Nowadays we have wonderful technology to keep in touch, which narrows that distance. I love that I can communicate with people I love and miss through e-mail, Skype, this blog, and that old stand-by, the phone. It does help. Even then, though, you make the decisions: Whom do I send this e-mail forward to? How many people really want to hear about my latest "big" news? How many people do I care to tell directly? Why didn't she answer my text? I KNOW she got it. When did I become "Christmas card friends" with this person? Do I care or just let that one go?
Again, the exhaustion. It really does mean something--I realized this one time when, in my fifth attempt to get hold of a friend who either 1) rarely returned my calls or 2) tended to have all plans remain soft unless her Option A fell through (therefore making me Option B), T. said to me, "Honey, why are you wasting your time? Call the people who call you back." And the light bulb went on. So obvious yet so not. I took the advice and have felt a lot happier since.
This started out as a post about my school year wrap-up and took a totally different turn, but I think I can get it to circle around: I'm always going to act friendly and nice to those I work with because that's who I am. I don't see a point in blowing anyone off or treating anyone shabbily unless given a serious reason to do so, and even then I would remain civil. But I have to accept that some people will accept my friendship and make the effort and others won't, and that has nothing to do with me, 95% of the time. It's that person's decision. Really, this post has a lot to do with self-esteem, something I recently realized I lack. I have always been my harshest critic, but I think this summer I plan to love myself a bit more and surround myself with others who will help with that.
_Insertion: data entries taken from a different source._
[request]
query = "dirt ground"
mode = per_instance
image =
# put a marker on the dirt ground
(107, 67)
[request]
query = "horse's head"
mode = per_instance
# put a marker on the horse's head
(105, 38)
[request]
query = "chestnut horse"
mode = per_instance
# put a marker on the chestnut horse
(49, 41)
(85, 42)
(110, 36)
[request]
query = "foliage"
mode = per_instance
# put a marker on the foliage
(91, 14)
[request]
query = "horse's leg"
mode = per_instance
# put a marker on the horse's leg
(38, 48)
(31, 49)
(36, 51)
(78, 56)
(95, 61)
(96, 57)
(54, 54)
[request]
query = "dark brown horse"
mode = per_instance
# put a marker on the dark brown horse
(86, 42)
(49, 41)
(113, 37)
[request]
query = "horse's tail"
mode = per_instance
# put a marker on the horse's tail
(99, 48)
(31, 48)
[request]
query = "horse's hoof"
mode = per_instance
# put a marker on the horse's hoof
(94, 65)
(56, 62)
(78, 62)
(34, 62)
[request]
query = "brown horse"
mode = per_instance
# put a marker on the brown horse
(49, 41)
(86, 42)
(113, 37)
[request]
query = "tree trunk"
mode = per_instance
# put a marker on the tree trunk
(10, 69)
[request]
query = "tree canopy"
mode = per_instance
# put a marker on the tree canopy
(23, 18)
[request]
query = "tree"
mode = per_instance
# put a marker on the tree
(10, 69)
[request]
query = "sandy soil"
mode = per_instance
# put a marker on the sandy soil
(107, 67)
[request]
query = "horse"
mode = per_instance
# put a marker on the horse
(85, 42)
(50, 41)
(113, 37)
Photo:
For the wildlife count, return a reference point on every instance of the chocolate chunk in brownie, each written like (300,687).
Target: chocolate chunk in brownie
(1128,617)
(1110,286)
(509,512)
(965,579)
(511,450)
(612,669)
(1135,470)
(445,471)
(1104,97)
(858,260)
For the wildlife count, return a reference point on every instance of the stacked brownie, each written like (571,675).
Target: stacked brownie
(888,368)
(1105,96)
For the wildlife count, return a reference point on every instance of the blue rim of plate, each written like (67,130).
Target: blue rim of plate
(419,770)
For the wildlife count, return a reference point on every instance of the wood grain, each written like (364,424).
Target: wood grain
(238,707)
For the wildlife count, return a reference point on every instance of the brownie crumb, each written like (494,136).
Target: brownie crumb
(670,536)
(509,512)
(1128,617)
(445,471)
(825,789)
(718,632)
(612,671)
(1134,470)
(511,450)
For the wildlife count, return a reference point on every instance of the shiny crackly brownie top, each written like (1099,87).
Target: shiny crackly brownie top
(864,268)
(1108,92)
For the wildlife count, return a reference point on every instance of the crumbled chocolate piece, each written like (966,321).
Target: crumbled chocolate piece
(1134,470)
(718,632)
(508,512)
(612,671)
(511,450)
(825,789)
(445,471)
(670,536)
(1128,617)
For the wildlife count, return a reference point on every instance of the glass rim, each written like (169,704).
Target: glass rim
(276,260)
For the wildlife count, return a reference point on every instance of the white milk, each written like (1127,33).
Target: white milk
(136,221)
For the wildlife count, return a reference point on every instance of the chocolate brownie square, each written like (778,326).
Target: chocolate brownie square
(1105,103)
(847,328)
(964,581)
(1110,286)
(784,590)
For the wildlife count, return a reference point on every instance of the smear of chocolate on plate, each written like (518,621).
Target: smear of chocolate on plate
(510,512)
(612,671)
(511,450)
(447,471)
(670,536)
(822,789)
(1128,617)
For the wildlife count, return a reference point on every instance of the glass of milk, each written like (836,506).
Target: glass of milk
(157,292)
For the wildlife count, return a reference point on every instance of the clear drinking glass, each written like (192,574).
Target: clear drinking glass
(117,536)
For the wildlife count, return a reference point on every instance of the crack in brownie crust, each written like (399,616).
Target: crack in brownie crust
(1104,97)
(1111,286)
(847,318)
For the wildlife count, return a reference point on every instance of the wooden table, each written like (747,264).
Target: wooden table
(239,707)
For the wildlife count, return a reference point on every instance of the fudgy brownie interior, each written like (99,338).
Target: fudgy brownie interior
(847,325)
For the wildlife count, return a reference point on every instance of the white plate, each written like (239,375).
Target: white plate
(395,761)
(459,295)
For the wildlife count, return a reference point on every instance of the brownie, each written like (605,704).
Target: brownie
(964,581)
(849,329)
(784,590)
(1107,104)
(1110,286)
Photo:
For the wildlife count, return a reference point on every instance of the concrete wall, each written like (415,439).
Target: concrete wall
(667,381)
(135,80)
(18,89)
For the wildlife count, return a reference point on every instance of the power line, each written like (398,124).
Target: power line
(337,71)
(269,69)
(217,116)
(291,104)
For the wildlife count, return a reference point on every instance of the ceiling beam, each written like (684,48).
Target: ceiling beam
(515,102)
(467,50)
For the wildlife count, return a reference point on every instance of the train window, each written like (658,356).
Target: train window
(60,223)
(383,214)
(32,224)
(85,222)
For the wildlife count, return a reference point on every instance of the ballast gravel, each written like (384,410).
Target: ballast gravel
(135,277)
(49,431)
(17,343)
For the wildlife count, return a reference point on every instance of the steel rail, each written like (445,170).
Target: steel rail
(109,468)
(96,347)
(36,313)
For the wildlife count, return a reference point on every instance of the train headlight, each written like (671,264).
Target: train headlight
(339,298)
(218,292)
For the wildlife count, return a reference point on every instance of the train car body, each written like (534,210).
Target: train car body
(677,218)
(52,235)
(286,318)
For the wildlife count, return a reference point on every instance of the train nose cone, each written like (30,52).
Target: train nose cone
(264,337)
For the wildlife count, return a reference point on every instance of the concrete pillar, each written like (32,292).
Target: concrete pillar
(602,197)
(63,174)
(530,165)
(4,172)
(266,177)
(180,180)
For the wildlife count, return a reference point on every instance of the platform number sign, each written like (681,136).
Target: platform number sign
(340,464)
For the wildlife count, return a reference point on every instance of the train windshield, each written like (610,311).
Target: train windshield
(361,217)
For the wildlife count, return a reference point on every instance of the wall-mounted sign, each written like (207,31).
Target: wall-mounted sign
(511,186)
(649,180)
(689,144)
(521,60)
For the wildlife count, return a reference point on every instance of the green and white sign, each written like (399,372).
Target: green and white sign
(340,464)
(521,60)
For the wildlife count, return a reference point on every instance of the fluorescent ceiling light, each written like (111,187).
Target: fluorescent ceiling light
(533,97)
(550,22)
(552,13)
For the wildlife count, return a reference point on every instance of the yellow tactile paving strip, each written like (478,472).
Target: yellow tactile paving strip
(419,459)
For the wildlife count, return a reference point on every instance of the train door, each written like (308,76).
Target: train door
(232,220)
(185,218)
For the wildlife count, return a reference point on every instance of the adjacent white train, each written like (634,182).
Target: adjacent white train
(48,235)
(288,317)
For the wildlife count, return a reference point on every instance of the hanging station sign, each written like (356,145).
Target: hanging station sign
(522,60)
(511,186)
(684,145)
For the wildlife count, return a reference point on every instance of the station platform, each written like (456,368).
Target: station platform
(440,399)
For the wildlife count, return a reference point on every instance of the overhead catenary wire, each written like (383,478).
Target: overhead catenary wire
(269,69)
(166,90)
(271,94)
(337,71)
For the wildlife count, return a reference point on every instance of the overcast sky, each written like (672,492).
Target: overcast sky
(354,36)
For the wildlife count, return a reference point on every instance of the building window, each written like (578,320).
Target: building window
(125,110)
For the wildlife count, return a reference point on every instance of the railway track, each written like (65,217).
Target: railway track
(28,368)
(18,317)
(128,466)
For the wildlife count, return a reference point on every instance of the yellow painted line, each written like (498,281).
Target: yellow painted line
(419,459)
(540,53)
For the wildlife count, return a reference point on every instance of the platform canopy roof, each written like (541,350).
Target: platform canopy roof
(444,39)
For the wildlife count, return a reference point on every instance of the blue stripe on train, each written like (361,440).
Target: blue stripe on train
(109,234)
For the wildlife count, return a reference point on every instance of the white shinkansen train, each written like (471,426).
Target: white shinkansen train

Suggestions are welcome. I took a self-defense course a few weeks ago (YOU ALL SHOULD DO THIS. IT WAS AWESOME AND SO EMPOWERING!!!!!), and I'm doing a follow-up next month. I'll phone some friends who will phone me back. I'll plan for the fall. I may do more yoga and just let me be me.
But right now the screened-in porch and the rest of my John Irving are calling my name, so I'll stop ruminating and begin enjoying the weekend. You do the same, my dears.